Дегтев аморальный приказ краткое содержание

Обновлено: 05.07.2024

- В жизни каждого читателя есть та самая книга, которая помогла ему заглянуть в себя, ответить на вопрос: почему и для чего я живу. Если вы её ещё не нашли, верьте, эта встреча произойдёт непременно!

II. Основная часть

1.Работа со словом

- Вдумаемся в название рассказа. Каково лексическое значение каждого слова?

Приказ – официальное указание, подлежащее неукоснительному исполнению.

Аморальный – противоречащий законам морали, безнравственный.

- На что нас нацеливает автор? О чём хочет предупредить?

- Когда и где происходят описываемые в рассказе события?

- От чьего имени ведётся повествование?

- С чего начинается действие?

- Обратим внимание на то, что капитан не понимает, почему именно в это время (перед началом ледостава) дан приказ перевести заключённых.

- Почему груз, который находится на теплоходе, назван особым?

(осуждённые священники, настоятели монастырей, высшие иерархи)

- Чем, по мнению, капитана, эта партия заключённых отличается от предыдущей?

(ни поножовщины, ни крика, ни шума, ни голодовок)

- 1003 человека в чёрных рясах. Монахи. Люди, давшие обет вести аскетический (отказ от жизненных благ и удовольствий) образ жизни, следующие заповедям Христа. Как эти люди могли стать преступниками?

3. Реализация индивидуального домашнего задания №1

- В поведении монахов неопытный, невоцерковленный (далёкий от церкви) читатель может увидеть какую-то обречённость, нежелание бороться. Подумаем, так ли это?

- Это тоже обречённость, нежелание сопротивляться?

(Божий человек покорен воле Господа; смирение - с миром принимаю)

4. Характеристика героев. Реализация индивидуального домашнего задания №2.

- Среди монахов есть два маленьких солнышка. Это Алёша и его верный друг - пёс Пушок. Что мы можем сказать о них?

Алёша : послушник (в русских православных монастырях — лицо, готовящееся к принятию монашества; они не дают монашеских обетов, не принадлежат к монашескому братству.. . ); ему 12 лет; поёт чистейшим альтом, принадлежит к старинному княжескому роду.

- Предположите, как мальчик мог оказаться среди монахов?

Пушок : умный, умеющий понимать, чувствовать человека рыжий пёс, дворняга.

- Как они относятся друг к другу?

- Не каждого человека животное может понять и принять так, как Пушок Алёшу. Наши братья меньшие чувствуют душу человека. Послушаем, как относились животные к святым людям.
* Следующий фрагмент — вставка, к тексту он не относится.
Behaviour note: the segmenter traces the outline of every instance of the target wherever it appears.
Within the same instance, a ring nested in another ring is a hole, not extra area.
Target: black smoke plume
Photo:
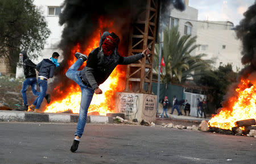
[[[232,107],[229,106],[229,98],[237,94],[236,88],[241,78],[249,79],[251,83],[256,85],[256,4],[249,7],[243,15],[245,18],[236,27],[235,30],[237,37],[242,41],[241,62],[245,67],[239,73],[237,83],[230,87],[224,97],[224,106],[228,109]]]
[[[114,32],[121,38],[119,52],[121,55],[125,56],[131,27],[142,9],[146,7],[146,2],[144,0],[65,0],[64,2],[59,16],[59,23],[64,26],[59,44],[64,59],[60,67],[55,71],[54,81],[48,89],[52,91],[52,102],[67,95],[71,85],[76,85],[65,75],[69,67],[68,62],[74,58],[71,50],[77,43],[81,46],[81,51],[86,49],[95,31],[98,28],[99,19],[103,16],[114,22],[113,26],[116,30]],[[175,7],[182,8],[184,5],[182,5],[181,2],[181,0],[161,1],[161,3],[165,6],[173,4]],[[98,34],[108,30],[108,28],[101,29]]]

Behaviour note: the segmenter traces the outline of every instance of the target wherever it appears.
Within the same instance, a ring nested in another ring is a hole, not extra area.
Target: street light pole
[[[156,113],[158,114],[158,109],[159,106],[159,94],[160,94],[160,70],[161,69],[161,61],[162,61],[162,48],[163,46],[162,33],[160,34],[160,45],[159,45],[159,61],[158,62],[158,98],[156,101]]]

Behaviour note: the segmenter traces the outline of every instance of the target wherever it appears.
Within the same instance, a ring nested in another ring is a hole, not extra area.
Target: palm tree
[[[189,77],[196,77],[208,72],[212,63],[210,60],[203,60],[206,54],[191,56],[191,53],[198,45],[196,37],[191,35],[181,36],[177,27],[164,31],[162,55],[165,67],[162,67],[161,80],[164,84],[184,82]],[[154,58],[154,71],[158,72],[159,45],[156,44],[156,54]]]

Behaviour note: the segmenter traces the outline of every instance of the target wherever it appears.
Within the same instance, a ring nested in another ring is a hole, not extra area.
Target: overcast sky
[[[198,10],[198,20],[230,21],[235,25],[254,0],[189,0],[189,6]]]

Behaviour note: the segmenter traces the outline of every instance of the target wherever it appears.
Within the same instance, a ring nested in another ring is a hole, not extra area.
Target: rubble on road
[[[155,127],[155,124],[154,122],[151,122],[151,123],[150,124],[150,126],[151,127]]]
[[[199,130],[201,131],[207,131],[209,130],[208,122],[205,120],[203,120],[201,122],[199,125]]]
[[[189,130],[192,130],[192,127],[187,127],[187,129]]]
[[[145,126],[150,126],[150,123],[147,122],[146,120],[143,119],[141,122],[141,125]]]
[[[195,125],[193,125],[192,128],[192,130],[193,130],[193,131],[199,131],[199,130],[198,127],[196,126]]]
[[[249,133],[249,136],[250,137],[256,137],[256,131],[254,130],[250,130],[250,132]]]
[[[10,107],[9,107],[8,106],[5,105],[3,103],[0,103],[0,110],[12,110],[13,109],[10,108]]]
[[[123,118],[121,118],[121,117],[120,117],[119,116],[117,116],[115,117],[115,118],[119,119],[121,122],[123,122],[123,121],[125,120],[125,119]]]

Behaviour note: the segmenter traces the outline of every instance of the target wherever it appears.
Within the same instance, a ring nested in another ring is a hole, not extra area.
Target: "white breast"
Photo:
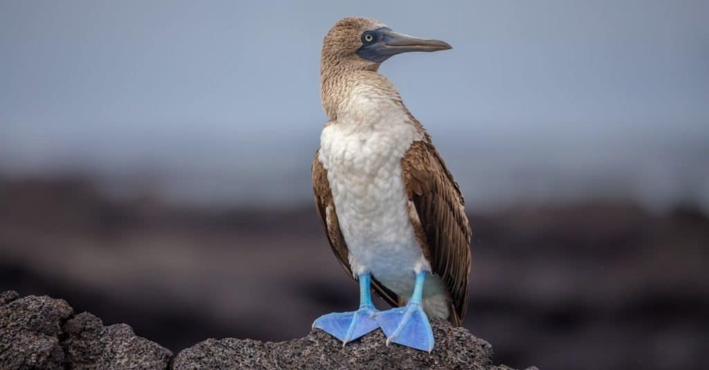
[[[407,296],[414,274],[430,269],[409,221],[401,176],[401,158],[420,134],[401,105],[366,91],[353,96],[347,114],[323,130],[320,160],[352,272],[370,271]]]

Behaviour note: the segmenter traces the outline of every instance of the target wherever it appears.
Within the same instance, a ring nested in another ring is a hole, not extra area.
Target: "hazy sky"
[[[469,203],[709,205],[709,1],[0,0],[0,169],[155,173],[169,196],[307,199],[320,47],[346,16],[453,50],[381,72]]]

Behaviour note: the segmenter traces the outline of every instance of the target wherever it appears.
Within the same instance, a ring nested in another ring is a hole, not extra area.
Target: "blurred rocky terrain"
[[[464,326],[496,362],[701,368],[709,218],[698,208],[619,199],[469,217]],[[320,228],[309,203],[194,208],[107,198],[81,177],[0,180],[0,291],[66,299],[174,353],[208,337],[302,338],[357,304]]]
[[[386,345],[381,330],[344,348],[319,331],[287,342],[210,339],[176,357],[125,324],[104,326],[74,315],[64,300],[0,294],[0,367],[19,369],[469,369],[511,370],[492,361],[492,347],[445,321],[432,323],[436,348]],[[530,370],[536,368],[529,368]]]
В XIV веке жил преподобный Сергий Радонежский — святой подвижник. Долгое время его уединенным жилищем была маленькая келья в лесу. Лес был полон зверей и птиц. Все они полюбили святого и часто навещали его. То волк забежит на огород, где работает старец, то семейство кабанов пожалует… Сила молитвы спасала подвижника.

Сохранилось свидетельство о необычной дружбе святого. Однажды Преподобный Сергий увидел перед своей кельей большого, тощего медведя. Зверь совсем ослабел от голода. Пожалев его, старец вынес краюху хлеба, и положил на пень перед медведем. Медведь съел хлеб и с той поры часто навещал Сергия, ожидал обычного подаяния и не отходил до тех пор, пока не получал его. Преподобный радостно делился с ним

хлебом, отдавал последний кусок, а иной раз и весь обед. А когда хлеба не было, то оба оставались голодными. Дикий зверь слушался пустынника и был кроток с ним, точно овечка.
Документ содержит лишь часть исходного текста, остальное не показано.